Public Affairs and Administration

First Advisor

Dr. Udaya Wagle

Abstract

This research evaluates the effectiveness of Family Preservation Services (FPS) in a Midwestern U.S. state. The research setting is an Intensive Family Services Program (IFPS) component connected with a state agency, with data gathered from selected contractor sites. This research is guided by the dual techniques of the Five-Tier Approach (FTA) model and the logistic regression data analysis process. The hypotheses posit that specific intensive clinical, safety, skill-building, and concrete services provided to families at a high risk level increase the likelihood of positive proximal case outcomes for up to 1 year after case closure, after controlling for family characteristics.

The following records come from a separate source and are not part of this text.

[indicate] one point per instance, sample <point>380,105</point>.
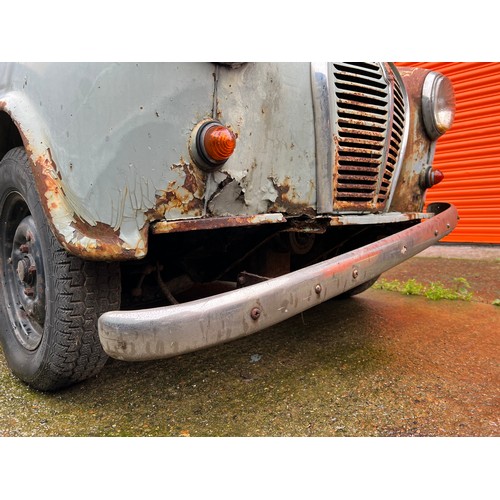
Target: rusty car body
<point>323,190</point>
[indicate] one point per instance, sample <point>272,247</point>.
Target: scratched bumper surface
<point>168,331</point>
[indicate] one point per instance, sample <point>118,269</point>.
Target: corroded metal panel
<point>269,107</point>
<point>109,145</point>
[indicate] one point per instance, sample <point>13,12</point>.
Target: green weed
<point>433,290</point>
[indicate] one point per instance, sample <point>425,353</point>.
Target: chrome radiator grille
<point>366,118</point>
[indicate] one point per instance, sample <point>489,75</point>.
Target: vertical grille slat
<point>369,124</point>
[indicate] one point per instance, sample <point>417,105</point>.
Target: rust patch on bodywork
<point>287,199</point>
<point>214,223</point>
<point>184,200</point>
<point>99,241</point>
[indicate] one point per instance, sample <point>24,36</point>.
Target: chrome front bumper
<point>168,331</point>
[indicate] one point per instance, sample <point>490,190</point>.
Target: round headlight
<point>438,104</point>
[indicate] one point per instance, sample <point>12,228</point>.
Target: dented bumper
<point>168,331</point>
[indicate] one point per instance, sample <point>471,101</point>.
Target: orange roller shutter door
<point>469,154</point>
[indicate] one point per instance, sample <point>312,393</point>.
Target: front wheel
<point>50,300</point>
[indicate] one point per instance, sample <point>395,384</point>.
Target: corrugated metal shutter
<point>469,154</point>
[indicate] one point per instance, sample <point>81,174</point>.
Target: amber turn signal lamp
<point>430,177</point>
<point>211,145</point>
<point>219,143</point>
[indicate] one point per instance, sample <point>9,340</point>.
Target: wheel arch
<point>20,126</point>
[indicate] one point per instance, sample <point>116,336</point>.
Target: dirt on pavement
<point>379,364</point>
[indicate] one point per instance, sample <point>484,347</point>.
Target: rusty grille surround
<point>368,129</point>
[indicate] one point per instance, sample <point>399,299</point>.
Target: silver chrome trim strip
<point>168,331</point>
<point>323,133</point>
<point>406,132</point>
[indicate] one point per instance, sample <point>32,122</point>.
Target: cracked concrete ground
<point>379,364</point>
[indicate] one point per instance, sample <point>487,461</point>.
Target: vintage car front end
<point>337,156</point>
<point>202,202</point>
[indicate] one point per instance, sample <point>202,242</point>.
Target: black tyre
<point>49,300</point>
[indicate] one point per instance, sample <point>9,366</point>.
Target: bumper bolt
<point>255,313</point>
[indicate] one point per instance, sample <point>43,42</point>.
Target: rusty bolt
<point>255,313</point>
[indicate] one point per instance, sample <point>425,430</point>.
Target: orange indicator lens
<point>219,143</point>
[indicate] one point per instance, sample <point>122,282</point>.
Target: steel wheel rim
<point>23,272</point>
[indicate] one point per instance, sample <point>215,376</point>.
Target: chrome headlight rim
<point>438,101</point>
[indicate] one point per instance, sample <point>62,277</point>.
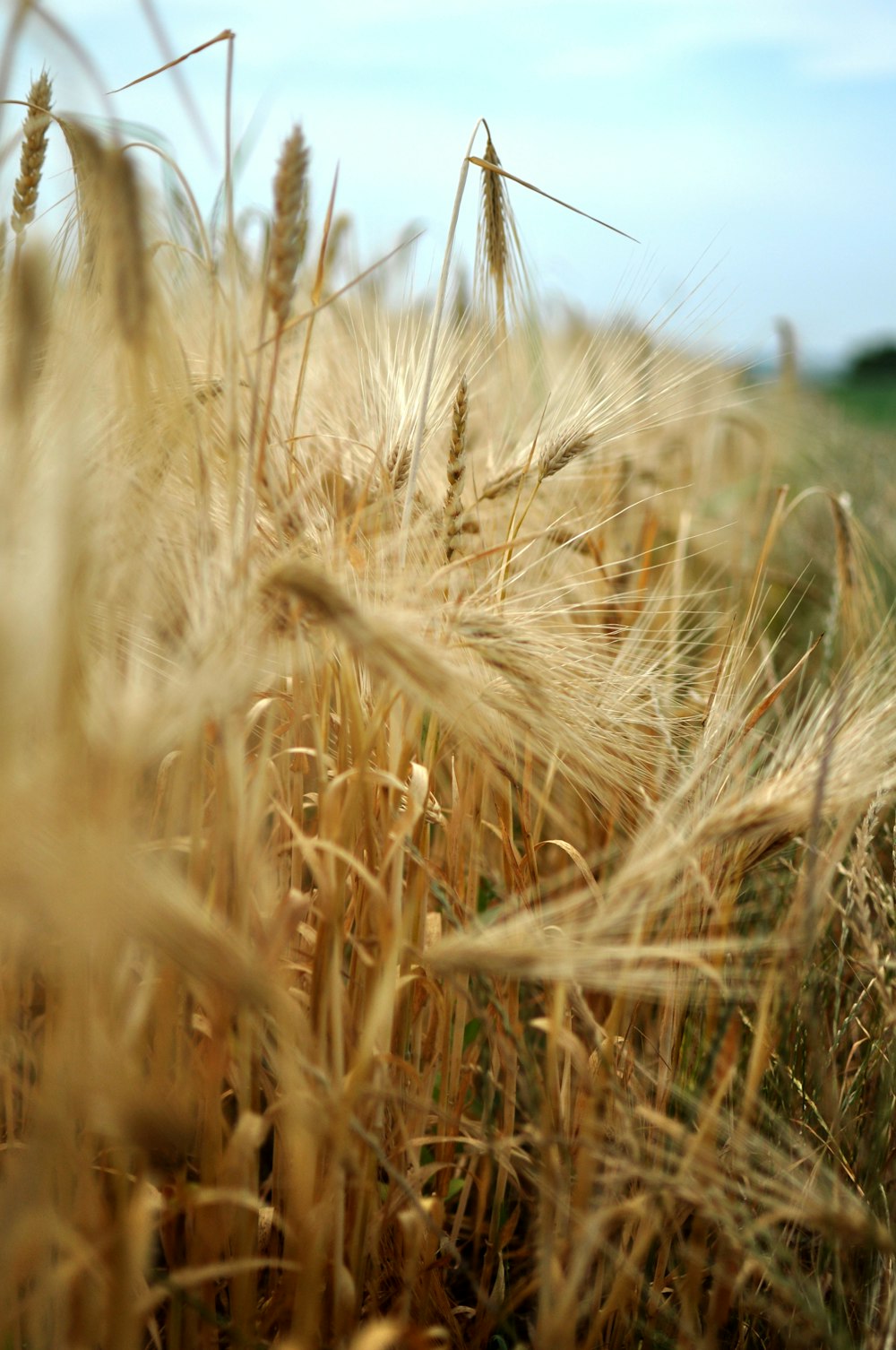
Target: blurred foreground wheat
<point>490,949</point>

Following similar studies, the program success has been operationalized using a singular measure of avoidance of out-of-home placement regarding service goals/outcomes. Findings indicate the value of service intensity in promoting safety and satisfaction and the value of specific clinical, skill-building, and concrete services in increasing the likelihood of success. Programmatically, these findings focusing on proximal outcomes provide new knowledge that can be applied to expand FPS outcome measures beyond distal outcomes. Components and characteristics that do not help increase success as much but remain important include risk assessment/referral process, family characteristics, and aftercare services infrastructures. These findings suggest that public contracting or private agency management and program staff act collaboratively to improve the program in areas with lower likelihood of success, among other things, by focusing on abuse case type for referrals, conducting ongoing qualitative research on family characteristics for better matching of services, and increasing utilization of the aftercare services infrastructure including specialty services as a higher priority. The usefulness of applying these specific proximal outcomes may include benefits for families of better preservation/effectiveness through gains in safety, skills, social supports, and community linkages as well as through greater administrative effectiveness to enhance program integrity.